In the mean time, I have been playing with the simulation, and I believe I have a good enough handle on things to produce a number of results.

There are basically 3 different configurations we can explore:

1) Q1-Q5 in true parallel. An oscillating circuit is possible in this configuration, but the wave forms are somewhat different than what Rose currently has.

2) Q1 as the Gate drive, and Q2-Q5 with G and S pins swapped. This configuration oscillates and produces wave forms that are closer to the actual scope measurements. This is also the current configuration of the actual apparatus as it has been tested. I can demonstrate an average 0 or negative shunt voltage as Rose has. The Vbat and shunt traces are nicely inverted (although lightly offset) from each other. All powers and currents can be demonstrated.

3) Q2-Q5 receive Gate drive, and Q1 is connected with G and S pins swapped. This is the configuration of the last simulation diagram Rose published on her blog. This is not representative of the current build apparatus, but does produce similar results to 2) above. In fact in terms of the simulation, this configuration produces wave forms that are closer to the actual scope traces than in 2). A negative shunt current can easily be demonstrated, along with all the actual powers and currents throughout the circuit.

The one caveat however in all the simulations, has been that the Gate drive resistor must be quite a bit lower than the theoretical 50 Ohms output of the Function Generator. Values can range from 2 Ohms to 22 Ohms (as was used in the last sim posted by Rose).

My simulation of the exact same Simetrix schematic Rose last posted did not want to run with the Gate resistor at 22 Ohms as shown. It required a value of about 5 Ohms in order for oscillation to occur.
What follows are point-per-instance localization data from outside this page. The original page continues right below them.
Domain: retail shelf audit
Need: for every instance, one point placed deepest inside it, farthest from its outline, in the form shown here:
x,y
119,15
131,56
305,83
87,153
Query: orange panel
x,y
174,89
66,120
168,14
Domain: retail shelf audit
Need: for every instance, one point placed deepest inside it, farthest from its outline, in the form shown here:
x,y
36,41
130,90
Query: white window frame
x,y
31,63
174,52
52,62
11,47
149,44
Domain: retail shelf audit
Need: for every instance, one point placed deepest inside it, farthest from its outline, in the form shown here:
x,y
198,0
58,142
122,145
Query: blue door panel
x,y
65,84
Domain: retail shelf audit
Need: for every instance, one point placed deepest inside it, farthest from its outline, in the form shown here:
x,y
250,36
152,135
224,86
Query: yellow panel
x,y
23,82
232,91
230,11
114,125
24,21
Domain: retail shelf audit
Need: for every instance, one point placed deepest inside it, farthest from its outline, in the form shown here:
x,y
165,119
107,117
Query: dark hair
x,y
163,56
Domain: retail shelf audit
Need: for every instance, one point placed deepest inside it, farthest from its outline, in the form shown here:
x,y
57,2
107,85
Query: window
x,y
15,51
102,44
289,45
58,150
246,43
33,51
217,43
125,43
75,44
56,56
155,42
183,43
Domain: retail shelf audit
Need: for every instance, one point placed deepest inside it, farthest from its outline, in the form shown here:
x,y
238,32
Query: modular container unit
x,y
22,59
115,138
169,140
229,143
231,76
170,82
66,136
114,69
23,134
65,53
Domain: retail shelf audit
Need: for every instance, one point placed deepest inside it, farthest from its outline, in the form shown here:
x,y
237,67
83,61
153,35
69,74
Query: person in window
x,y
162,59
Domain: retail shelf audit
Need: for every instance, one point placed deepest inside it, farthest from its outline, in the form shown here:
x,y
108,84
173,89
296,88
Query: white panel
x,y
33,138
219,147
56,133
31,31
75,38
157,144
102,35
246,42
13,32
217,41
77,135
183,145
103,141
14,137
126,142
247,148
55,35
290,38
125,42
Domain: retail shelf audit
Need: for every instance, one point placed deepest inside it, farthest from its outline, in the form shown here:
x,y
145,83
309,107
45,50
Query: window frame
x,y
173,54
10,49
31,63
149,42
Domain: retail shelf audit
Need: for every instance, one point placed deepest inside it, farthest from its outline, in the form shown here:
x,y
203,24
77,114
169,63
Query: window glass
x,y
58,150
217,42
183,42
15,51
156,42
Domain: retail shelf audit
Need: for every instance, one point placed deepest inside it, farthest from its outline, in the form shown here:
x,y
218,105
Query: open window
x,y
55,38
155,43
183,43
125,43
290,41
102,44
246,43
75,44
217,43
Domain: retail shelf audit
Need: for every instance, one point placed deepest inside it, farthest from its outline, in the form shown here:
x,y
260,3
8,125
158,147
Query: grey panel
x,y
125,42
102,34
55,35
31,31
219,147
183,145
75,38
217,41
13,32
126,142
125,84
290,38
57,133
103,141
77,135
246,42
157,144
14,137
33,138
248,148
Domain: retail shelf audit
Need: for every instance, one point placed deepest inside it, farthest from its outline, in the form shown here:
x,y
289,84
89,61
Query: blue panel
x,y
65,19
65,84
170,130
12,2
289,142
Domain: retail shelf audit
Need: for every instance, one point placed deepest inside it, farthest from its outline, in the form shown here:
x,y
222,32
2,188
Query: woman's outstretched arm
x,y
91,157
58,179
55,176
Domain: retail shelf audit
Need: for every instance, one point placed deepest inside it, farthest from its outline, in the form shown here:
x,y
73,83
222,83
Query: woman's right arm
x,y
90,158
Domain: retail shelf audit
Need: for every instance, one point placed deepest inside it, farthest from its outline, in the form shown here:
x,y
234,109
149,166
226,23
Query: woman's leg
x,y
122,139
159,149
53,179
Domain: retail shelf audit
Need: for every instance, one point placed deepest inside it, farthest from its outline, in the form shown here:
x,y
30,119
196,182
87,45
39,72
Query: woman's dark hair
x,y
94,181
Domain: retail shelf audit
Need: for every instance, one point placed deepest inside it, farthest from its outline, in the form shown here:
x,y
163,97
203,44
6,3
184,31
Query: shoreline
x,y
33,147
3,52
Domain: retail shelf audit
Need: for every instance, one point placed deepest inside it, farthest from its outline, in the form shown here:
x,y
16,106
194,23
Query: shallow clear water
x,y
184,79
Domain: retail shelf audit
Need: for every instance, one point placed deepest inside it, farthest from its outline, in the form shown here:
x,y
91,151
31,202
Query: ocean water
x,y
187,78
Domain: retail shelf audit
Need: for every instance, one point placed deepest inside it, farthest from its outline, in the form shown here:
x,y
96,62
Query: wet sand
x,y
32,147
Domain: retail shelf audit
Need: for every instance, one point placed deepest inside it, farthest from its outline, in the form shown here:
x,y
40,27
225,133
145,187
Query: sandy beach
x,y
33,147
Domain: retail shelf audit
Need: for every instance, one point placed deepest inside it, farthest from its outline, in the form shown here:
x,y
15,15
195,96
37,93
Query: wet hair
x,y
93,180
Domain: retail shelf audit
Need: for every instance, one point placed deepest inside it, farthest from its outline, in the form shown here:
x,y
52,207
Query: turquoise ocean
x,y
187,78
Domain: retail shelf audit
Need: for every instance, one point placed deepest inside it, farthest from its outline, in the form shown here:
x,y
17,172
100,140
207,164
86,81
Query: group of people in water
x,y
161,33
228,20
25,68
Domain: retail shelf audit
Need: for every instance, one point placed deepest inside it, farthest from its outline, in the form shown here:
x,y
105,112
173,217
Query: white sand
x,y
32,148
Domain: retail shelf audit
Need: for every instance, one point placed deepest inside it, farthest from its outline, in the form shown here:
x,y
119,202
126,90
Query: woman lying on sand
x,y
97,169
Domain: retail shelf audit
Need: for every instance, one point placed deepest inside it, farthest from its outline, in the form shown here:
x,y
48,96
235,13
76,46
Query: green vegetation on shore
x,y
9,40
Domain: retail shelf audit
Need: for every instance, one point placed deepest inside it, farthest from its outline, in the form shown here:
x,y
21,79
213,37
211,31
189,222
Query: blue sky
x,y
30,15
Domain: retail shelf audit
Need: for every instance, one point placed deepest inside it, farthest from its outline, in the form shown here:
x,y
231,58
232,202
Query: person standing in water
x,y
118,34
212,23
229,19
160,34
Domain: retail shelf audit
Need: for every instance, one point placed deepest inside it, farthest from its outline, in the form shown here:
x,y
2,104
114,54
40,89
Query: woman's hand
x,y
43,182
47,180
This could be due a to slightly different IRFPG50 model used in Simetrix compared to PSPice. However, as I mentioned in a previous post, the Function Generator does not supply significant power to the load, it is mainly used as a DC bias for the Gate to enable/disable circuit oscillation by adjusting the MOSFET channel resistance. The FG also appears to be providing for a low-impedance AC path for the high frequency oscillations, and without this path, the circuit will not oscillate and supply significant power to the load.

So I ask Rose or anyone; is there any particular circuit and any particular "effect" you would be interested in seeing?

Just let me know and I will try to produce the desired results. In the mean time, I will be playing a bit more and perhaps posting some of the various results which I feel get to the meat of the matter here.